Biochar's ability to store carbon explored

The University of Nottingham, UK, is to lead the world’s largest trial to evaluate the viability of biochar to store carbon from the atmosphere.

Biochar
Biochar tested for carbon storage © University of Nottingham

Work on the four-and-a-half-year project has begun, with field trials in arable and grassland sites in the Midlands and Wales, as well as former mines, railway embankments where engineering work has resulted in loss of vegetation, and woodlands across England and Wales.

Biochar is a charcoal-like substance, produced by heating organic biomass from agriculture and forestry waste in the absence of oxygen (pyrolysis) to make it carbon-rich and chemically-stable. At present, in the UK, it is produced on an extremely small-scale in kilns and it is mainly sold as a mulch for horticulture. However, its effectiveness, cost, social acceptability and limitations need to be better understood and proven at scale. 

The gases generated in the charring process can be used to provide renewable heat and power.

Project lead, Professor Colin Snape, Director of Nottingham’s EPSRC Centre of Doctoral Training in Carbon Capture and Storage and Cleaner Fossil Energy, explains, '40% goes into the biochar and 60% is converted into heat and power which is recovered in a large-scale plant. It’s a very energy-efficient, carbon neutral system.

'The aim is to take carbon from atmospheric emissions and trap it in the biochar. That carbon will then be locked in the soil for centuries, if not millennia, so its sustainable production could be a powerful tool in the fight against climate change. However, we need to get a detailed and accurate picture of the longevity and stability of biochar carbon in soils to ensure it has no detrimental impact.'

To facilitate the research, over 200t of biochar will be prepared from virgin and recycled wood.

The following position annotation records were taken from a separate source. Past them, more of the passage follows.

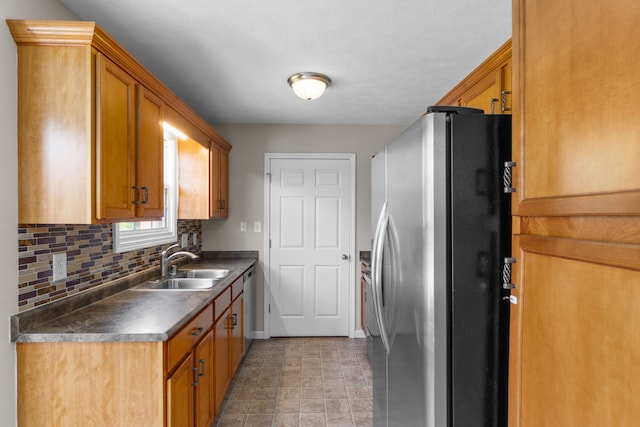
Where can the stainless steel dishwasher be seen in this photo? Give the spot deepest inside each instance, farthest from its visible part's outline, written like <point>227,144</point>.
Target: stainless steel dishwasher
<point>249,279</point>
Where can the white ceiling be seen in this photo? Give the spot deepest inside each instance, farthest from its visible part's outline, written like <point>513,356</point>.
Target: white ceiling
<point>230,59</point>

It will be tested prior to field application. 

Dr Will Meredith, Assistant Professor in Fuel Science and Technology, says, 'Chemical analysis will tell us how much of the carbon applied as biochar is actually locked away in the soil long-term, and how much goes back into the atmosphere as CO2. This will show how effective large-scale biochar deployment could be as a method of greenhouse gas removal.'

Small field-plot trials will then investigate the interplay between biochars (applied at different rates), fertiliser, soil health, and plant and microbial responses. The application combinations and rates that elicit the most positive results will be selected and used at the demonstrator sites to ascertain if responses are replicable at scale.

The researchers will be adding the safe maximum of a few tonnes per hectare in a number of settings – arable, grassland and forestry – to understand the impact.

Biochar will also be incorporated in soil prior to tree planting at several nursery woodlands and spread on the surface in other mature forest locations. Additionally, it will be used on sites where the land is contaminated with heavy metals from prior industrial use. Biochar acts as an adsorbent, binding metal pollutants to its surface, which immobilises them and, over time, reduces their toxicity.

Former open cast mines will also be investigated as potential carbon stores, in-filled with biochar.